A new app backed by Twitter co-founder Jack Dorsey is bringing back a slice of Vine. DiVine launches with more than 100,000 restored six-second loops from the original platform’s archive. The app arrives as social platforms fill with AI-generated content, and its creators say it will stop suspected AI videos from ever going live.
DiVine was built using an older backup of Vine clips saved before the platform shut down in 2016. Users can browse the restored archive, create profiles, and upload new Vine-style posts. The app verifies that new uploads were recorded by a real person using smartphone-based checks.
The project was funded by Dorsey’s nonprofit and Other Stuff, which launched in May 2025 to support experimental open source projects.

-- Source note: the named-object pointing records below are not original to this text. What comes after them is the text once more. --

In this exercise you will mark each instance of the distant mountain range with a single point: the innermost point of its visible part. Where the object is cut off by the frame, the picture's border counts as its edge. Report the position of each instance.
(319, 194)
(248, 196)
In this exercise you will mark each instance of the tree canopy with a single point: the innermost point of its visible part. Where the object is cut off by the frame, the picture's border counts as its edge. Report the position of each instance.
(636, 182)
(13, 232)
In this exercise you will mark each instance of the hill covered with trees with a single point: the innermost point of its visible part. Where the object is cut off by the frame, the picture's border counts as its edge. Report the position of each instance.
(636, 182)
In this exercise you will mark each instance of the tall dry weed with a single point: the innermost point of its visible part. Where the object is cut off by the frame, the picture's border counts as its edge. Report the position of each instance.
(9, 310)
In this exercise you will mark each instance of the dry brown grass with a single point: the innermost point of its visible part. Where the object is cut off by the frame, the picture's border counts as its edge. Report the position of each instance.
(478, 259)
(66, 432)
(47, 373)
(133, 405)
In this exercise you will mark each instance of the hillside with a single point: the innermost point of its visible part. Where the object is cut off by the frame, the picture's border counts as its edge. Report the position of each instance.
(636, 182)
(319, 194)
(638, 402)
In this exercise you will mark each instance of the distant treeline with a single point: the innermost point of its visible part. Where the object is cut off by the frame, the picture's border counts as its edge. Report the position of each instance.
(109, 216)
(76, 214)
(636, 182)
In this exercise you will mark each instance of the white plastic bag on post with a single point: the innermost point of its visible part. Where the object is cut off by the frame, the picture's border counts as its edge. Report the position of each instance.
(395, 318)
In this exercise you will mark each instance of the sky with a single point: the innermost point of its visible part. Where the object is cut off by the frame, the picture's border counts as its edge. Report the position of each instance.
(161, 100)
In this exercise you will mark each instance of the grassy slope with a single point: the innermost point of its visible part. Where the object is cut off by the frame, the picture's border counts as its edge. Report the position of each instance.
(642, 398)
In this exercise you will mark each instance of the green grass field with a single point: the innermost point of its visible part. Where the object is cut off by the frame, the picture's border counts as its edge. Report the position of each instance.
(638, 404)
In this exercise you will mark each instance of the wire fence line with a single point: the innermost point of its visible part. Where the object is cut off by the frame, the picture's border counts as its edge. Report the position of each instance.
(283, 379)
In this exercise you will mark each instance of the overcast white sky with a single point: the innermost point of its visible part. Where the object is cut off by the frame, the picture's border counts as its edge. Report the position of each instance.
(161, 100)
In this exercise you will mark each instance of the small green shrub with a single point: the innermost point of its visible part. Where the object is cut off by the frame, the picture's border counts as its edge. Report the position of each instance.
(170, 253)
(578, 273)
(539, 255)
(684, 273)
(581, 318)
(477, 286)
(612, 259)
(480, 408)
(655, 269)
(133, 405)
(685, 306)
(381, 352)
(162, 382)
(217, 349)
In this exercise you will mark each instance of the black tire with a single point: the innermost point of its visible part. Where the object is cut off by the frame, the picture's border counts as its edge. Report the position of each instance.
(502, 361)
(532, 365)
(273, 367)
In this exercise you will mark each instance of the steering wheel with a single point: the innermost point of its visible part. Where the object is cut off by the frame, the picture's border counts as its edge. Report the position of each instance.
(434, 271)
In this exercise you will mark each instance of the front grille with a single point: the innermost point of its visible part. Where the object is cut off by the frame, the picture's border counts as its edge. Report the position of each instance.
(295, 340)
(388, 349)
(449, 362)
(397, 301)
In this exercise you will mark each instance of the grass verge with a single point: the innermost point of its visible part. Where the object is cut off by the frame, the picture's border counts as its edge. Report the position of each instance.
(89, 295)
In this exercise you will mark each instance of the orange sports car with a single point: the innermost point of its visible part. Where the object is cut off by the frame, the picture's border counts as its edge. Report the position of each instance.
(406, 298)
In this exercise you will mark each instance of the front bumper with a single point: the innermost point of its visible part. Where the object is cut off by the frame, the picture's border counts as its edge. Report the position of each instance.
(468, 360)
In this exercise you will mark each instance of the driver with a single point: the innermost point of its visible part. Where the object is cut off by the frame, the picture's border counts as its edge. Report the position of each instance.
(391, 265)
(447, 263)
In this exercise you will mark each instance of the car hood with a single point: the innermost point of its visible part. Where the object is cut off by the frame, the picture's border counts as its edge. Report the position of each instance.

According to TechCrunch, DiVine flags and prevents AI-generated content by using technology from the Guardian Project, which helps confirm videos were actually recorded on a phone. Any upload that appears synthetic or fails these checks will not be published. The team says this system is intended to keep the experience focused on real recordings.
To build the app, early Twitter employee Evan Henshaw Plath reconstructed a large portion of Vine’s archive. A group called The Archive Team originally saved Vine’s videos as 40 to 50 GB binary files, which required custom scripts to decode and rebuild. This process restored user profiles, view counts, and a subset of comments from the original platform.
DiVine currently includes around 150,000 to 200,000 videos from about 60,000 creators. Many niche uploads, including millions of K-pop-focused clips, were never archived and do not appear in the app. Creators can request takedowns or verify ownership of their old accounts to regain access and post new videos.
“I wasn’t able to get all of them out, but I was able to get a lot out and basically reconstruct these Vines and these Vine users, and give each person a new user [profile] on this open network,” he said.